Cass.crim. 19 juin 1897 (S. 1898 I 204) : Les rapports des gardiens de la paix ne valent que comme simples renseignements, et eux-mêmes ne sont, devant les tribunaux, que les témoins de ce qu’ils ont consigné dans leur document.
Cass.crim. 4 juin 1991 (Gaz.Pal. 1992 I Chr.crim. 29) : Un rapport de police administrative peut, comme tout document administratif, être versé à titre de renseignement dans une procédure.
Cass.crim.6 janvier 1965 (Bull.crim. n°4 p.5) : Un simple rapport de police ne présente pas le caractère d’un acte d’instruction ou de poursuite au sens des art. 7 et 8 C.pr.pén.
RAPPORTEUR
Cf. Instruction – à l’audience*, Tribunal*.
Pour que soit assuré le bon fonctionnement d’une juridiction collégiale, il est souhaitable que chaque dossier soit suivi par l’un de ses membres.
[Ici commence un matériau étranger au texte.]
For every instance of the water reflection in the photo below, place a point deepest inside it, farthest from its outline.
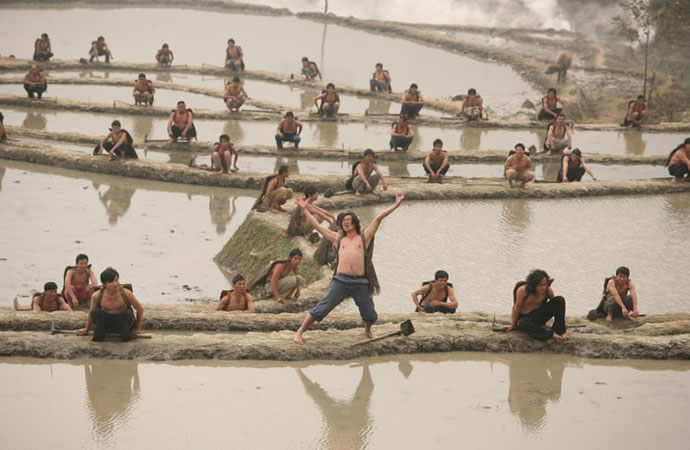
(117, 200)
(113, 390)
(348, 424)
(533, 384)
(35, 121)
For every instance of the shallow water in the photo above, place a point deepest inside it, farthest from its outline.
(533, 399)
(347, 55)
(348, 135)
(487, 246)
(159, 236)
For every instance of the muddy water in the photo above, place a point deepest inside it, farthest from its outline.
(535, 400)
(344, 55)
(159, 236)
(486, 246)
(350, 135)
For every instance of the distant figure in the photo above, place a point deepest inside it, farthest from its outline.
(238, 299)
(549, 106)
(562, 64)
(380, 80)
(111, 310)
(436, 163)
(143, 91)
(637, 113)
(35, 82)
(435, 295)
(678, 162)
(100, 48)
(362, 179)
(472, 106)
(79, 281)
(288, 130)
(234, 57)
(401, 134)
(534, 303)
(412, 102)
(42, 49)
(235, 95)
(121, 143)
(558, 136)
(49, 300)
(517, 167)
(574, 167)
(222, 153)
(330, 101)
(309, 69)
(164, 56)
(181, 124)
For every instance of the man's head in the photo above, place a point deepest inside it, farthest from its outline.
(284, 171)
(309, 192)
(348, 221)
(537, 282)
(295, 256)
(109, 276)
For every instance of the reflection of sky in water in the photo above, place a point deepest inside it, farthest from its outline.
(350, 135)
(349, 55)
(169, 233)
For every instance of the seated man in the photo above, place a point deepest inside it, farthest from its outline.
(181, 124)
(330, 101)
(235, 95)
(238, 299)
(678, 162)
(76, 282)
(49, 300)
(164, 56)
(620, 296)
(401, 134)
(558, 136)
(549, 106)
(362, 179)
(221, 155)
(143, 91)
(435, 295)
(111, 310)
(42, 50)
(100, 48)
(309, 69)
(574, 167)
(283, 281)
(637, 113)
(534, 304)
(121, 143)
(299, 225)
(517, 167)
(35, 82)
(274, 193)
(412, 102)
(234, 56)
(436, 163)
(288, 130)
(472, 106)
(380, 79)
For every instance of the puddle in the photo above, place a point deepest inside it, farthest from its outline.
(533, 399)
(344, 55)
(159, 236)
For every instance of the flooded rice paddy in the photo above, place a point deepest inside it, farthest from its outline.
(535, 400)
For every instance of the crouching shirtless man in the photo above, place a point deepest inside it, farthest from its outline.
(354, 272)
(111, 310)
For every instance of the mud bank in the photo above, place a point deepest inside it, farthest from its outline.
(455, 188)
(663, 338)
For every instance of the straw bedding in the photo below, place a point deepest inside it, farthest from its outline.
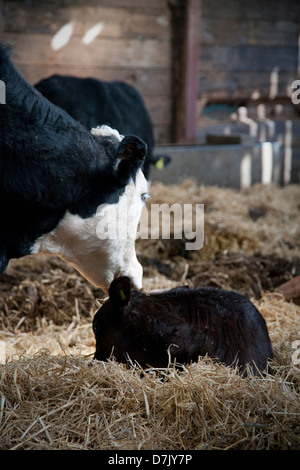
(52, 395)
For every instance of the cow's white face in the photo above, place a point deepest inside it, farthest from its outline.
(100, 256)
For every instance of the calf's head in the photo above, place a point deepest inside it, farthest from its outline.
(107, 322)
(101, 245)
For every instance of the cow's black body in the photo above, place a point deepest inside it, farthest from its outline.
(50, 164)
(94, 102)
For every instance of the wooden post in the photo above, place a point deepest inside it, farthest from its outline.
(186, 24)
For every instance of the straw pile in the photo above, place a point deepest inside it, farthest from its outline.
(52, 395)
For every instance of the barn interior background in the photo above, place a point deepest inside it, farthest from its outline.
(217, 79)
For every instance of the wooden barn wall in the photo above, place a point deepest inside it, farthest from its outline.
(249, 49)
(132, 44)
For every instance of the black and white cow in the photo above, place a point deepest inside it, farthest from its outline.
(55, 175)
(181, 323)
(94, 102)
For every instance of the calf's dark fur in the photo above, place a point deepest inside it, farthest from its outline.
(182, 323)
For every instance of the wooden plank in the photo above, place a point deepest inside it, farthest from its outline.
(185, 41)
(148, 81)
(36, 49)
(115, 22)
(191, 68)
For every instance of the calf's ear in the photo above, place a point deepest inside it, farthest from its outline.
(120, 291)
(130, 155)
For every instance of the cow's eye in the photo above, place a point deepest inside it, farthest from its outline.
(144, 197)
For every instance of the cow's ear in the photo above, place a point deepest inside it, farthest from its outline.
(120, 292)
(130, 155)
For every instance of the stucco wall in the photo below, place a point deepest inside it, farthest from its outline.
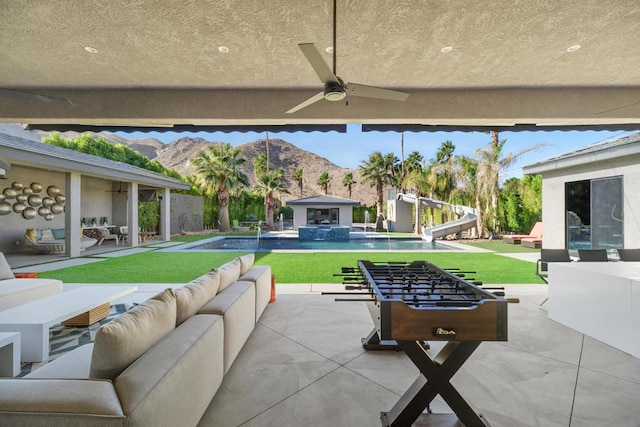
(13, 226)
(96, 202)
(300, 214)
(186, 213)
(553, 197)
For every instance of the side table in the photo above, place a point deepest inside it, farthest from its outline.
(9, 354)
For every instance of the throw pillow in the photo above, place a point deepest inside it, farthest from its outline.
(58, 233)
(120, 342)
(31, 234)
(47, 235)
(5, 269)
(195, 294)
(229, 273)
(246, 262)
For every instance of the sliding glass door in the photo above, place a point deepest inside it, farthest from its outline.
(594, 213)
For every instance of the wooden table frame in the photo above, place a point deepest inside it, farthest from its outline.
(435, 374)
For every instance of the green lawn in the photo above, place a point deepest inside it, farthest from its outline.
(166, 267)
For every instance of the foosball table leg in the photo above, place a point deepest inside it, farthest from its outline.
(373, 342)
(434, 379)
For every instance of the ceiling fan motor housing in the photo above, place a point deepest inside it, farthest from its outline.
(334, 91)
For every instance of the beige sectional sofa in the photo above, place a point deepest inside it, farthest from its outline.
(159, 364)
(14, 292)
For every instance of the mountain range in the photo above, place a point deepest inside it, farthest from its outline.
(282, 154)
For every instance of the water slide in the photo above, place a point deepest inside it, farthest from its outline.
(467, 221)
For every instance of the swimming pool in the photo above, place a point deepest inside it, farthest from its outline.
(269, 244)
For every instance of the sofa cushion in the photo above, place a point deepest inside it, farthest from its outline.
(173, 383)
(5, 269)
(246, 262)
(120, 342)
(229, 273)
(195, 294)
(58, 233)
(237, 306)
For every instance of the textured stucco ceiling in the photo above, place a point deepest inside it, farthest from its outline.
(158, 62)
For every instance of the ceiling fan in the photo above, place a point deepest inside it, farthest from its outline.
(335, 89)
(32, 97)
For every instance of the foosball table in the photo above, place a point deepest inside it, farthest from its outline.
(412, 303)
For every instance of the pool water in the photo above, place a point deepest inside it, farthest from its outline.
(287, 243)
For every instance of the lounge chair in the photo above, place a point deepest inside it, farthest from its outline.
(629, 254)
(105, 234)
(593, 255)
(531, 242)
(53, 246)
(514, 239)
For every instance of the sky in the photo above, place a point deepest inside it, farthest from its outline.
(351, 148)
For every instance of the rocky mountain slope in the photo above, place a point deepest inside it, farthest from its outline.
(282, 154)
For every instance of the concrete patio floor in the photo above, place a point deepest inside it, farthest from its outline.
(303, 365)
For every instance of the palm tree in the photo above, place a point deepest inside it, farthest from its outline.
(348, 182)
(324, 181)
(268, 183)
(491, 162)
(416, 180)
(376, 172)
(260, 165)
(442, 173)
(467, 188)
(297, 177)
(218, 171)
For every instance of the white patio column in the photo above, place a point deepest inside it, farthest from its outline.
(165, 214)
(73, 214)
(132, 214)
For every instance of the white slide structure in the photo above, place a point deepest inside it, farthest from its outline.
(467, 221)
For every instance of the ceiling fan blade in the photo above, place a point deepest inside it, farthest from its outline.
(32, 97)
(319, 66)
(315, 98)
(356, 89)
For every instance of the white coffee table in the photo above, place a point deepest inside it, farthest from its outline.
(34, 319)
(9, 354)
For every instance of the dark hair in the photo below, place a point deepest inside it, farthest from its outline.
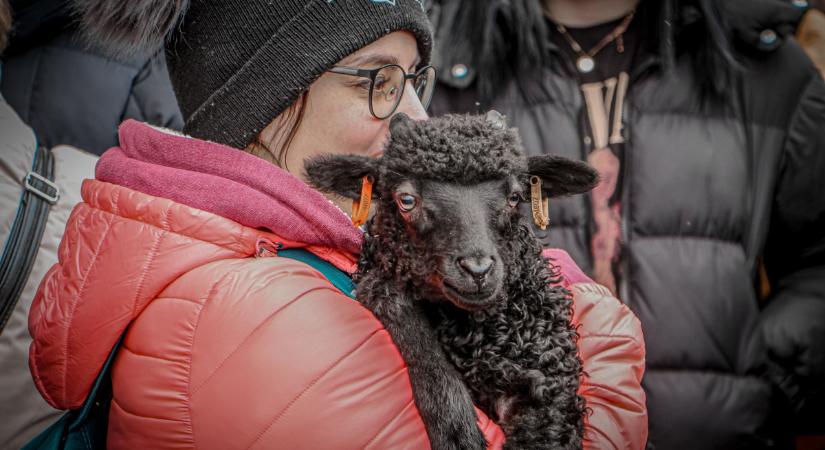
(513, 36)
(290, 120)
(5, 23)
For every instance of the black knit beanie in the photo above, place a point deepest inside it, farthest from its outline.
(237, 64)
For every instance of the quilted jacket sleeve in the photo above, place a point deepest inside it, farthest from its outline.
(612, 350)
(793, 322)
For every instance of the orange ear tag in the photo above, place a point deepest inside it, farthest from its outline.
(361, 207)
(540, 207)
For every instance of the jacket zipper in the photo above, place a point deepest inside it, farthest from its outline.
(627, 119)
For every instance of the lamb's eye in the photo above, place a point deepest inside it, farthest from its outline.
(514, 199)
(406, 202)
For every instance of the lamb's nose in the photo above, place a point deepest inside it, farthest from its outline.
(476, 267)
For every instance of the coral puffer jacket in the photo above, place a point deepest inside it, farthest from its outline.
(229, 346)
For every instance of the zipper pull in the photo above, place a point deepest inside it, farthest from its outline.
(264, 248)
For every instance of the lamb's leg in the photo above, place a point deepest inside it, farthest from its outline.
(531, 427)
(442, 398)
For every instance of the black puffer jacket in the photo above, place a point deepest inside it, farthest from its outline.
(710, 190)
(70, 92)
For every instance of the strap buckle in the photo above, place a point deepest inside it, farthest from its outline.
(29, 186)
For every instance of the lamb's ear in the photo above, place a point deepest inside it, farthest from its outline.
(340, 174)
(562, 176)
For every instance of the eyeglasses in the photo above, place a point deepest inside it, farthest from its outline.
(387, 85)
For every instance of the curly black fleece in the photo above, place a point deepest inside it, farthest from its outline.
(518, 359)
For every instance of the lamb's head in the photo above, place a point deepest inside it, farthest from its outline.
(447, 192)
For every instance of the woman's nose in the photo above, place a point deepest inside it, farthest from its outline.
(411, 105)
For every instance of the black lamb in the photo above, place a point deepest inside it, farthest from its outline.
(450, 259)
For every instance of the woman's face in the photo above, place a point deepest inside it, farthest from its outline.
(337, 116)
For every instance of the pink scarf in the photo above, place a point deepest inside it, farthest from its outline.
(225, 181)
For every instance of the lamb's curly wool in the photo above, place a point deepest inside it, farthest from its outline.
(517, 354)
(462, 150)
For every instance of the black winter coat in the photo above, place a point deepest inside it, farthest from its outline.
(710, 191)
(70, 92)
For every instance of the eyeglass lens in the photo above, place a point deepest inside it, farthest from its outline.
(388, 87)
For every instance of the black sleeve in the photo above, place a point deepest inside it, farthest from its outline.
(793, 321)
(152, 99)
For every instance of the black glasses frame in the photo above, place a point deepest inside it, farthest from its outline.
(371, 74)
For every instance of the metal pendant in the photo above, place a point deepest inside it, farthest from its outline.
(585, 64)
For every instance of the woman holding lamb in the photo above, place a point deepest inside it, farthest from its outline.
(175, 246)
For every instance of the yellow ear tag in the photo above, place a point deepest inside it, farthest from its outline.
(361, 207)
(540, 207)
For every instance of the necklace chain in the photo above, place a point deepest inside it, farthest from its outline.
(587, 56)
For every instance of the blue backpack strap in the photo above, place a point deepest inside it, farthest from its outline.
(338, 278)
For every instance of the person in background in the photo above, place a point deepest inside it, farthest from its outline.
(23, 412)
(68, 90)
(707, 125)
(229, 343)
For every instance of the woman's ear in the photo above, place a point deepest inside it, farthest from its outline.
(340, 174)
(562, 176)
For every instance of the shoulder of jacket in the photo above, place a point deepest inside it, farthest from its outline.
(238, 278)
(600, 314)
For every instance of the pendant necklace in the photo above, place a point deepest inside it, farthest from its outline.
(585, 62)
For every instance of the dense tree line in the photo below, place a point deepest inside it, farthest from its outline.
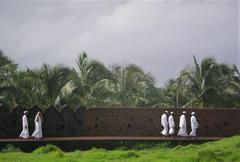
(205, 84)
Ce magistrat, nommé rapporteur, contrôle le déroulement des formalités préparatoires, effectue éventuellement des actes d’instruction, et enfin, le jour de l’audience, fait le point de l’affaire devant ses collègues et les parties.
Voir : Le procès du duel
Denisart (Collection de jurisprudence, 1768) : On nomme rapport le récit que fait un conseiller ou un autre juge, des pièces et de l’état d’un procès qu’il a été chargé d’examiner. Et celui qui fait le rapport est nommé rapporteur.
Faustin Hélie (Traité de l’instruction criminelle), à propos de la procédure devant la cour d’appel : Le rapport, qui a pour objet d’exposer publiquement tous les documents de la cause, et de suppléer quelquefois quelques uns de ces documents, intéresse directement la manifestation de la vérité et la défense des parties ; il faut donc le considérer comme un élément essentiel du débat. Placé au seuil de la procédure d’appel, il en précède toutes les solennités et tous les actes ; le tribunal n’est pas réputé avoir agi en connaissance de cause quand il ne l’a pas entendu ; et il ne peut procéder à aucune mesure même d’instruction avant ce préliminaire indispensable, destiné à constater l’état et les éléments du procès.
Code de procédure pénale espagnol, Art. 146. - Dans
chaque affaire il y aura un magistrat rapporteur.
Les magistrats du tribunal exerceront cette charge à tout de rôle...
Art. 147 : Il revient aux rapporteurs:
1° d'informer le tribunal des requêtes des parties;
2° d'examiner tout ce qui se rapporte aux preuves que l'on propose et d'informer le tribunal du caractère bien fondé ou non de cette
demande;
3° de recevoir les déclarations des témoins et d'effectuer toutes diligences aux fins de preuve, si, selon la loi, elles ne doivent pas ou si elles
ne peuvent pas être exécutées devant le tribunal qui les ordonne, ou si elles ont lieu en dehors de la localité où siège le tribunal, et que n'est pas
donnée commission aux juges d'instruction ou aux juges municipaux pour qu'ils les effectuent;
4° de préparer les décisions (*) et jugements qu'il y a lieu de soumettre à la discussion du tribunal et les rédiger de manière définitive dans les
termes pour lesquels il y a un accord.
Si le rapporteur ne s'est pas conformé au vote de la majorité, c'est un autre magistrat qui sera chargé de la rédaction du jugement; mais dans ce
cas, le premier rapporteur sera obligé de formuler son vote particulier.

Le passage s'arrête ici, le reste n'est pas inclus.